Russia’s Itar-Tass news agency reported on 19 August that Roscosmos, the Russian space agency, had found sea plankton living on the outside of the ISS. It quoted the ISS mission chief for Roscomos, Vladimir Solovyov, who said they were found outside the Russian section of the ISS. This is surprising, as none of the astronauts or agencies involved put them there. Indeed, Nasa doesn’t quite believe it. Its spokesperson said that Nasa hadn’t heard any official reports from its Russian colleagues.
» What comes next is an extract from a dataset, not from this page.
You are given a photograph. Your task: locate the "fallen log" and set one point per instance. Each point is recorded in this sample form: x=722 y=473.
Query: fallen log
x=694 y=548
Plankton (from the Greek for “drifter”) are micro-organisms such as bacteria and algae that float around in water and are unable to swim against the current. We don’t know yet what kind of plankton Roscosmos claims to have found. Yet the assertion is plausible – if unlikely.

It’s increasingly becoming clear that space is a more hospitable environment than was assumed. It’s a mistake we can be forgiven for making – after all, for human-sized animals, space is a terrible place. Yet, for some organisms, it is no more challenging than some of earth’s more intimidating ecological niches, such as volcanic vents at the bottom of the oceans or Antarctica. The high radiation, lack of pressure and extremes of heat and cold in space are tough but not deadly to creatures that exist on the scale of fractions of a millimetre or less.

We know this because for years the ISS has been running experiments to test micro-organism hardiness. In 2008, bacteria living in rocks found in Devon were put outside the ISS and left there for 533 days. When the rocks were brought back to earth, the bacteria happily began multiplying again. These were ordinary Gloeocapsa cyanobacteria, of a kind found all over the world. Several other experiments – with lichen and with the particularly hard-to-kill tardigrades (eight-legged creatures known as “water bears”) – have also shown how some life forms can hibernate until conditions improve. This is why the panspermia hypothesis – that earth life originally came on an asteroid or comet – has been gaining traction in recent years.

If there are plankton living on the outside of the ISS, they could have come from a contaminated component, or been blasted on to the station by thrusters from a supply ship. Cleaning spacecraft is exceedingly difficult – Nasa is reasonably certain that its landers, including Viking and Curiosity, were probably not completely sterile when they were launched. Perhaps when human beings finally travel to Mars, we won’t be the first earthlings there. Some of our microscopic relatives could be waiting for us.